Key Features

CAIMAN-ASR enables at-scale automatic speech recognition (ASR), supporting up to 2000 real-time streams per accelerator card.

CAIMAN-ASR flow

Lowest end-to-end latency

CAIMAN-ASR leverages the parallel processing advantages of Achronix’s Speedster7t® FPGA, the power behind the accelerator cards, to achieve extremely low latency inference. This enables NLP workloads to be performed in a human-like response time for end-to-end conversational AI.

Simple to integrate into existing systems

CAIMAN-ASR's Websocket API can be easily connected to your service.

Scale up rapidly & easily

CAIMAN-ASR runs on industry-standard PCIe accelerator cards, enabling existing racks to be upgraded quickly for up to 20x greater call capacity. The VectorPath® S7t-VG6 accelerator card from BittWare is available off-the-shelf today.

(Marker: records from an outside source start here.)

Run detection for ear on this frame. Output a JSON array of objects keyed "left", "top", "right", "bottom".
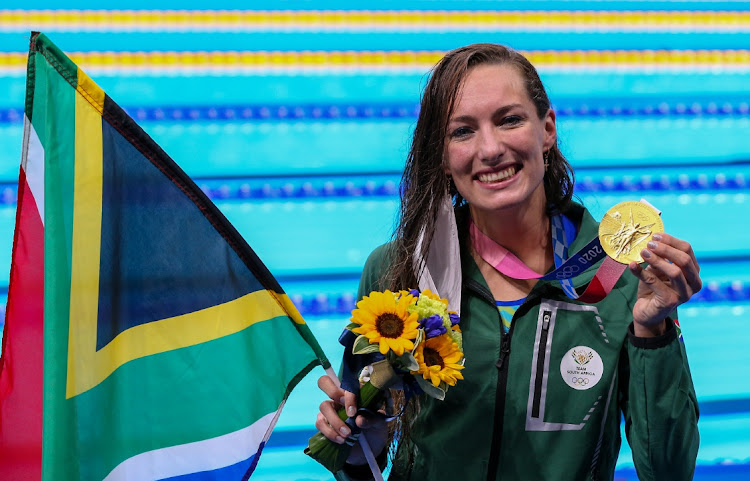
[{"left": 544, "top": 109, "right": 557, "bottom": 150}]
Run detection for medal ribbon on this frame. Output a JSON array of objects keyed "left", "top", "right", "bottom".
[{"left": 469, "top": 215, "right": 626, "bottom": 304}]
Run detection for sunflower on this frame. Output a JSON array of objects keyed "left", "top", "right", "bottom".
[
  {"left": 414, "top": 335, "right": 464, "bottom": 387},
  {"left": 352, "top": 291, "right": 419, "bottom": 356}
]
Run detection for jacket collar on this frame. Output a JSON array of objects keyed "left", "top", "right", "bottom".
[{"left": 455, "top": 202, "right": 601, "bottom": 291}]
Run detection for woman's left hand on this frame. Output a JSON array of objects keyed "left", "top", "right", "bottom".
[{"left": 629, "top": 234, "right": 703, "bottom": 337}]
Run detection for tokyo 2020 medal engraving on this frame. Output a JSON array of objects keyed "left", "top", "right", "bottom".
[{"left": 599, "top": 201, "right": 664, "bottom": 264}]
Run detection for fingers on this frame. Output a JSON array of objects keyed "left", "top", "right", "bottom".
[
  {"left": 641, "top": 234, "right": 703, "bottom": 294},
  {"left": 629, "top": 256, "right": 684, "bottom": 306},
  {"left": 344, "top": 391, "right": 357, "bottom": 418},
  {"left": 315, "top": 376, "right": 357, "bottom": 444},
  {"left": 315, "top": 401, "right": 352, "bottom": 444}
]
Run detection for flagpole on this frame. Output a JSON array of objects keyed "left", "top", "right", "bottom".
[{"left": 326, "top": 367, "right": 383, "bottom": 481}]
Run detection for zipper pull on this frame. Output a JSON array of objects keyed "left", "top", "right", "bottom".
[{"left": 495, "top": 335, "right": 510, "bottom": 370}]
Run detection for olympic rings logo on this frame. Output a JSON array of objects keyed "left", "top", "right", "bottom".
[{"left": 570, "top": 376, "right": 589, "bottom": 386}]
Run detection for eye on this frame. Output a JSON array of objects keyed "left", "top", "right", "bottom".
[
  {"left": 500, "top": 115, "right": 523, "bottom": 126},
  {"left": 450, "top": 125, "right": 472, "bottom": 139}
]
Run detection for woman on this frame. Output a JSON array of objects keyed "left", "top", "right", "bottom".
[{"left": 316, "top": 44, "right": 701, "bottom": 480}]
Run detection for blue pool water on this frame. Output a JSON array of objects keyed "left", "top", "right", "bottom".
[{"left": 0, "top": 0, "right": 750, "bottom": 481}]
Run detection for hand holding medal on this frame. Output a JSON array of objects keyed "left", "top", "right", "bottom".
[{"left": 599, "top": 202, "right": 702, "bottom": 337}]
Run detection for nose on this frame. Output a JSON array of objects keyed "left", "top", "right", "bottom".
[{"left": 477, "top": 126, "right": 505, "bottom": 165}]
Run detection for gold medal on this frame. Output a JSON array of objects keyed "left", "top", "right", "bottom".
[{"left": 599, "top": 201, "right": 664, "bottom": 264}]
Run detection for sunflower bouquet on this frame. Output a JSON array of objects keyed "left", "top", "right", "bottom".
[{"left": 305, "top": 289, "right": 464, "bottom": 472}]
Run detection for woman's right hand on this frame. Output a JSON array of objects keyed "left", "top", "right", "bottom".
[{"left": 315, "top": 376, "right": 388, "bottom": 465}]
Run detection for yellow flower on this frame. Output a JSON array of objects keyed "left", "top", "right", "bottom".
[
  {"left": 414, "top": 334, "right": 464, "bottom": 387},
  {"left": 352, "top": 291, "right": 419, "bottom": 356},
  {"left": 422, "top": 289, "right": 448, "bottom": 307}
]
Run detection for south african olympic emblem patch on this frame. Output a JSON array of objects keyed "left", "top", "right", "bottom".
[{"left": 560, "top": 346, "right": 604, "bottom": 391}]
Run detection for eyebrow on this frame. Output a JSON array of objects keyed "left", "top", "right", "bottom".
[{"left": 449, "top": 104, "right": 523, "bottom": 122}]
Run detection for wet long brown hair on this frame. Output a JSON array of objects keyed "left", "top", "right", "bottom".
[
  {"left": 381, "top": 43, "right": 574, "bottom": 466},
  {"left": 383, "top": 43, "right": 573, "bottom": 290}
]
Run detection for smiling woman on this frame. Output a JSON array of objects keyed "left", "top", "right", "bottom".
[{"left": 316, "top": 44, "right": 701, "bottom": 481}]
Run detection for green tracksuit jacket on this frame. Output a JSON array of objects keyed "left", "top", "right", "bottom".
[{"left": 337, "top": 205, "right": 699, "bottom": 481}]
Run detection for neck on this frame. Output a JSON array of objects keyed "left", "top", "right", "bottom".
[{"left": 470, "top": 193, "right": 554, "bottom": 273}]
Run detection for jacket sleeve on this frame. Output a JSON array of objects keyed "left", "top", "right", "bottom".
[
  {"left": 621, "top": 319, "right": 699, "bottom": 480},
  {"left": 333, "top": 244, "right": 389, "bottom": 481}
]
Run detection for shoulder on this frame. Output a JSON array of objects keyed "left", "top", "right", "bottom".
[{"left": 357, "top": 241, "right": 396, "bottom": 299}]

Efficient inference, at scale

CAIMAN-ASR uses as much as 90% less energy to process the same number of real-time streams as an unaccelerated solution, significantly reducing energy costs and enhancing ESG (environmental, social, and governance) credentials.

Streaming transcription

CAIMAN-ASR is provided pre-trained for English language transcription. For applications requiring specialist vocabularies or alternative languages, the neural model can easily be retrained with customers’ own bespoke datasets using the ML framework PyTorch.

Model Configurations

The solution supports two models: base and large of sizes 85M and 196M parameters respectively. These can be decoded with various configurations that trade off accuracy with latency and throughput. These trade-offs are described in more detail in the performance page but the 'fastest' and 'most accurate' configurations are summarized below:

Description	Model	Parameters	Decoding	Realtime streams (RTS)	p99 latency at max RTS	p99 latency at RTS=32	Huggingface Leaderboard WER
fastest	`base`	85M	greedy	2000	25 ms	15 ms	13.50%
most-accurate	`large`	196M	beam, width=4	500	40 ms	20 ms	11.59%

where:

Realtime streams (RTS) is the number of concurrent streams that can be serviced by a single accelerator using default settings
p99 latency is the 99th-percentile latency to process a single 60 ms audio frame and return any predictions. Note that latency increases with the number of concurrent streams.
WER is the Word Error Rate, a measure of the accuracy of the model. Lower is better.
Huggingface Leaderboard WER is the WER of the model on the Huggingface Open ASR Leaderboard. WER is averaged across 8 test datasets.

The solution scales linearly up to 8 accelerators, and a single server has been measured to support 16000 RTS with the base model.